Imagine waking up one morning and discovering that society has shifted 180 degrees. Education is now frowned upon. Dropouts are favored by employers. Unskilled laborers now command the highest salaries, while doctors and lawyers earn minimum wage. In this new society, CEO’s take public transportation to work. Clerks and pizza delivery guys? Why they ride in limos, of course.
In a romantic comic fantasy entitled “Life Swap,” an advertising VP who has it all, and more, awakens to a world for which he is unprepared. Drake Skeffington, partner at the ad agency, The Skeffington Group, with his father, Cole, lives the good life. He has known only wealth for all of his 35 years. He rubs elbows with the pampered, chosen people. Drake’s father encourages him to associate only with those who are able to advance his career and social status, and instructs him to dismiss, ignore and snub the manual laborers of the world. Drake is slightly resistant to these demands, but always seems to yield to the powerful head of the Skeffington clan.
Each morning when he arrives for work, Drake buys a paper from Packard Brown, a newsstand vendor in his building. The wise old vendor, who has taken a liking to the young ad man, confronts him one day about his attitude toward the less educated, the unchosen, the blue collar crowd. Packard explains to him that wealth and status are superficial. When you strip them away, you’re left with just the inner spirit, and the playing field has been leveled. “Take the time to look within, and you’ll see that each of us is really no different than the other.” Drake, intrigued by the comment, shares Packard’s remarks with his father, who immediately dismisses them as the ranting of a failed social climber.
Unbeknownst to his parents, however, Drake has been dating Carla Victorine, a bartender at the local country club. He makes her promise to keep their relationship a secret since it is forbidden for club members to fraternize with the hired help, not to mention the reaction from his parents, who would never approve.
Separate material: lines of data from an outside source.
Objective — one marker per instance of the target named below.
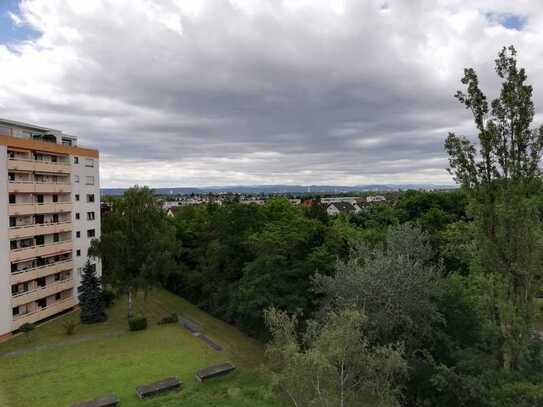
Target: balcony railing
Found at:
(39, 186)
(41, 292)
(29, 252)
(31, 208)
(32, 273)
(41, 313)
(16, 232)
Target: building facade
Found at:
(49, 214)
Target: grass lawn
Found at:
(55, 370)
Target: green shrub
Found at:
(137, 323)
(170, 319)
(520, 394)
(26, 329)
(109, 297)
(69, 327)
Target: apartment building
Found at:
(49, 213)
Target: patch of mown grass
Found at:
(55, 369)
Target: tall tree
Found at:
(334, 365)
(137, 243)
(503, 178)
(91, 299)
(393, 284)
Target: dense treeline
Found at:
(428, 300)
(236, 260)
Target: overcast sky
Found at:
(217, 92)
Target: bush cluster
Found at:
(137, 323)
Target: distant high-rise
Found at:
(49, 213)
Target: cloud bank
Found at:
(199, 93)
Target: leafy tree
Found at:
(502, 177)
(91, 300)
(334, 364)
(393, 284)
(137, 243)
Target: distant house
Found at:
(375, 198)
(336, 208)
(172, 211)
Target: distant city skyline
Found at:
(205, 93)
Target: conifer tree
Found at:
(91, 298)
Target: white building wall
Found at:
(81, 169)
(5, 288)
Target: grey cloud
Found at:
(268, 94)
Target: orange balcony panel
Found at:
(42, 292)
(56, 168)
(43, 229)
(52, 188)
(21, 187)
(42, 271)
(35, 251)
(50, 249)
(21, 209)
(31, 208)
(21, 165)
(46, 312)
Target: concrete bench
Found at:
(214, 371)
(212, 344)
(148, 390)
(106, 401)
(189, 326)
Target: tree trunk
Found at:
(130, 303)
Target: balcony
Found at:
(18, 232)
(21, 187)
(40, 271)
(43, 313)
(50, 249)
(29, 187)
(19, 209)
(18, 164)
(42, 292)
(52, 187)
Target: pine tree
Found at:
(91, 298)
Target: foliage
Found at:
(137, 243)
(393, 284)
(334, 365)
(107, 358)
(108, 296)
(137, 323)
(91, 299)
(27, 329)
(502, 177)
(69, 327)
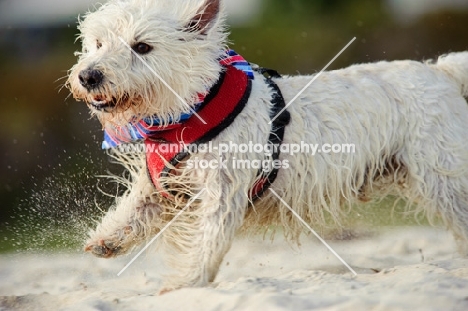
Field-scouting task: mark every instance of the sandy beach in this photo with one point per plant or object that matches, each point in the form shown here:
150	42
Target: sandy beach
404	268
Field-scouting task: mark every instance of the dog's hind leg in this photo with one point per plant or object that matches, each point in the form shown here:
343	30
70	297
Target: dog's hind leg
441	190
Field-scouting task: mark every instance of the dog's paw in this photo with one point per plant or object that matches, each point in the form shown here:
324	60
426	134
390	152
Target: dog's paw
103	248
106	248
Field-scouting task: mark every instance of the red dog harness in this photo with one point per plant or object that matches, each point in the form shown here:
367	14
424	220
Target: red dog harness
226	99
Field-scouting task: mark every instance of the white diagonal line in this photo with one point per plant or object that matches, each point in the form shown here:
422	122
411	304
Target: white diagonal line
160	232
312	81
313	231
162	80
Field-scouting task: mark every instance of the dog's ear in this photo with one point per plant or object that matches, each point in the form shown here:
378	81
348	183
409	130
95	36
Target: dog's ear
204	18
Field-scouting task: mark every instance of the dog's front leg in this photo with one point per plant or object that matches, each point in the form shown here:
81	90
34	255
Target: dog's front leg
134	218
203	234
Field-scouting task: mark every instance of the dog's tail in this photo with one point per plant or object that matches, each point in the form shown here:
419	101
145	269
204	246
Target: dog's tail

When Carla tires of their clandestine romance, she abruptly quits her job, and tells all. But she soon learns that her social status, not club policy, is the real reason Drake has been hiding their relationship. Enter the sage old newspaper vendor…on assignment, we now learn…from his heavenly employer. Finally convinced that all his efforts to reform Drake have failed, he decides it is now time to teach the young blueblood a lesson he will never forget.
When Drake awakens the next morning, he finds himself, not in his plush condo, but in a low-income sub-basement apartment. His closet, normally filled with $1,500 suits, has been replaced by a wardrobe from the local dollar store. And his new Porsche has been magically transformed into a 1984 Ford Thunderbird with 250,000 miles. When he arrives at work, his showplace office overlooking the Chicago lakefront is now a tiny cubicle. In this new society, employers covet brawn, not brain. Janitors, elevator operators, and window washers are attired in three-piece suits, while executives wear service uniforms.
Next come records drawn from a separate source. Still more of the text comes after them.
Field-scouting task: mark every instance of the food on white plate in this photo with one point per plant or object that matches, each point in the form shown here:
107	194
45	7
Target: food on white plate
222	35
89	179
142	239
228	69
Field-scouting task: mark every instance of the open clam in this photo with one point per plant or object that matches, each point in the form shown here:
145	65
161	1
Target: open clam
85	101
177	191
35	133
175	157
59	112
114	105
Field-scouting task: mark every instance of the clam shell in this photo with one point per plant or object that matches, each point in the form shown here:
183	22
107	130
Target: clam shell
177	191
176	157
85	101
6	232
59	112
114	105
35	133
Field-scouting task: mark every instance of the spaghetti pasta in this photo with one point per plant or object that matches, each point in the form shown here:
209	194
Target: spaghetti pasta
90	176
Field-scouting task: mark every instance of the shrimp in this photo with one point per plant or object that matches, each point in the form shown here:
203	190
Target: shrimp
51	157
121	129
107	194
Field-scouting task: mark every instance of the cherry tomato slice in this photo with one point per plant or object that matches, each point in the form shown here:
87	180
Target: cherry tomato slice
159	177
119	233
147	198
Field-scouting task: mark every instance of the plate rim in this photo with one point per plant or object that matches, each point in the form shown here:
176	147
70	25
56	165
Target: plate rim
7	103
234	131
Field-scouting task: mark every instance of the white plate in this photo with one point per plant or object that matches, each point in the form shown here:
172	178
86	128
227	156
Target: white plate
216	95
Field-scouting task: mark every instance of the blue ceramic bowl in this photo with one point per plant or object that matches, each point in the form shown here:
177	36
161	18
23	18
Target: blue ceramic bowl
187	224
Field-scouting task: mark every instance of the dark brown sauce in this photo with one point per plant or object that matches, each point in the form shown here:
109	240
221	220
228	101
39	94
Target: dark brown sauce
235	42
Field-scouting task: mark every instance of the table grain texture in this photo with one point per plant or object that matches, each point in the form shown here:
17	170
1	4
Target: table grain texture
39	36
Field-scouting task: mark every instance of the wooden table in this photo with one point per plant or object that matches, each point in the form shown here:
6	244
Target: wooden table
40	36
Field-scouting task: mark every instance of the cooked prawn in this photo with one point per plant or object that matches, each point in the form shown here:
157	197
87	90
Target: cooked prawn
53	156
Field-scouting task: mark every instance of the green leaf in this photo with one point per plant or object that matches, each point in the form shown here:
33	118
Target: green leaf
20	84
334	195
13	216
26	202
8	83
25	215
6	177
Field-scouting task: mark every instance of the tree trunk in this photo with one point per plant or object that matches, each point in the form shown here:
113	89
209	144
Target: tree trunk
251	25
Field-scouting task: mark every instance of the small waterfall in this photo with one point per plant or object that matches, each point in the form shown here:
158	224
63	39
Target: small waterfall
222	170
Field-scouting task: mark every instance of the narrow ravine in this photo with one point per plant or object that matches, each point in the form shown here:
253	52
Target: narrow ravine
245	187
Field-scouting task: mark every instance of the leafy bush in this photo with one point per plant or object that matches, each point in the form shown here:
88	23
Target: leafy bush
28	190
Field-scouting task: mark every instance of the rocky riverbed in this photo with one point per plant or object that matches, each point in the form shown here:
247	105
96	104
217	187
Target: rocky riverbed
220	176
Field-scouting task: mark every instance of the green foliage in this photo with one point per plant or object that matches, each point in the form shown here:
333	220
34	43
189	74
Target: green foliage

Drake is beside himself. What has happened? He assumes it is just a bad dream that he will soon awaken from. This new social structure takes full effect when Drake finds that he is frequently dismissed, ignored and snubbed by the same people, who yesterday, would have been his victims. The taste of rejection is bitter, he discovers. He soon vows to repent, to be less judgmental, and to appreciate the inner man. Having witnessed Drake’s metamorphosis, the newsstand vendor returns society to its current, imperfect state.
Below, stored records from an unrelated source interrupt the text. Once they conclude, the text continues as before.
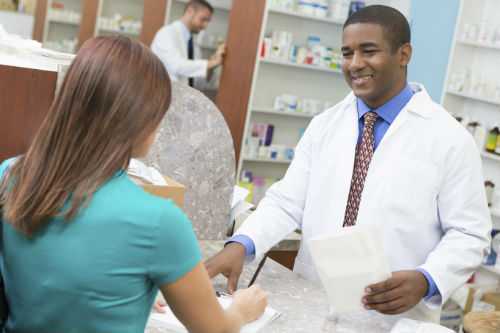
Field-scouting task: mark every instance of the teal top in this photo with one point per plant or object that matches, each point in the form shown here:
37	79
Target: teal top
99	272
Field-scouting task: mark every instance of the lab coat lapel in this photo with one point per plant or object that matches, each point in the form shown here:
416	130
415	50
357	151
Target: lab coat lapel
180	41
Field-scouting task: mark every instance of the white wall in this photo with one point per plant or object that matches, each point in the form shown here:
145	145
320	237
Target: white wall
17	23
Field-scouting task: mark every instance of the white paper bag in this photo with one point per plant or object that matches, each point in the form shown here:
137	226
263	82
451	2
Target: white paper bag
347	262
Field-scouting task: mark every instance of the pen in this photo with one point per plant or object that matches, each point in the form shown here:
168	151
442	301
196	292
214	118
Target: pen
254	277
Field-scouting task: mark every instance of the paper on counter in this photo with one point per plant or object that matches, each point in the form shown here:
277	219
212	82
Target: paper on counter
413	326
140	170
26	53
172	324
347	262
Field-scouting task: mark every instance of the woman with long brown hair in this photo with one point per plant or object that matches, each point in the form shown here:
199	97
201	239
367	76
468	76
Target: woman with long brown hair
84	249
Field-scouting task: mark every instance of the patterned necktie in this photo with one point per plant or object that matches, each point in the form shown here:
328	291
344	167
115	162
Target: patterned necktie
191	57
364	153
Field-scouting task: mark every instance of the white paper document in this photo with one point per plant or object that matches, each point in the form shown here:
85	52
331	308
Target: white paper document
347	262
238	203
172	324
149	174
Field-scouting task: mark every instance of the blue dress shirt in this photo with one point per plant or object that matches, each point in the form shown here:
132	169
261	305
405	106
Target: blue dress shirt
386	115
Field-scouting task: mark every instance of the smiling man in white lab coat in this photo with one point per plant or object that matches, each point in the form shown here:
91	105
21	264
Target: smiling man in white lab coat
385	155
174	45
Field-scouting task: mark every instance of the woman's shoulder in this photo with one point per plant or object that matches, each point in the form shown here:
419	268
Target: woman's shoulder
131	199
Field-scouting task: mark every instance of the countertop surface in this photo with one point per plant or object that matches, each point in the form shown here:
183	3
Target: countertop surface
303	304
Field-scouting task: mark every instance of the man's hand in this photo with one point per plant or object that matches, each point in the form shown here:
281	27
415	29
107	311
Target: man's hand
229	262
398	294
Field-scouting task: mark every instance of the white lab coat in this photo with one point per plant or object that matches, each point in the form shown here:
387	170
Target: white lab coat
424	188
170	45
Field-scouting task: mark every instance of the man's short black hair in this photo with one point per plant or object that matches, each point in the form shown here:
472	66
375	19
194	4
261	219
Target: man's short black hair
394	23
199	3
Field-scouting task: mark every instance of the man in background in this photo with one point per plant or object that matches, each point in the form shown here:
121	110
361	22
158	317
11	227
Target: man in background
174	45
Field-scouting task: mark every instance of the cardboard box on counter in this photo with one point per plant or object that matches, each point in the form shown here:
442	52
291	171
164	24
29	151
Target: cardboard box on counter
173	190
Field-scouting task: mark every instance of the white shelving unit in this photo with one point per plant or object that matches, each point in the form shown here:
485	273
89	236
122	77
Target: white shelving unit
120	17
303	16
299	66
274	77
479	56
62	25
207	40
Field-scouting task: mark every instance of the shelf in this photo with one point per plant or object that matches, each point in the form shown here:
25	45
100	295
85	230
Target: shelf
305	16
282	113
474	97
118	31
492	269
300	66
67	22
490	156
266	160
479	44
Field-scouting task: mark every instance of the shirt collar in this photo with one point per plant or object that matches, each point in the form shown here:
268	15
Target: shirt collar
186	34
389	111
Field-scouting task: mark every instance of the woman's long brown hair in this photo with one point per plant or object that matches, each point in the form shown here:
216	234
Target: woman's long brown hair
114	95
Meet the new Drake Skeffington…humanitarian. The End. Well, not quite. You see, Drake’s attempts to become more tolerant and loving are met with resistance. His overtures are interpreted as insincere and patronizing. When he re-encounters the pretty bartender, he is now determined to pursue a lasting relationship, but she too is skeptical. How can someone so overbearing and condescending suddenly become caring and compassionate? Drake must now prove his sincerity. To do so, for the first time in his life, he is forced to stand up to his father, the consummate bigot. It isn’t until then that his parents are fully able to comprehend their son’s conviction, as well as their own misguided thinking. Drake not only helps opens the eyes of others, but manages to win the hand of the woman he loves.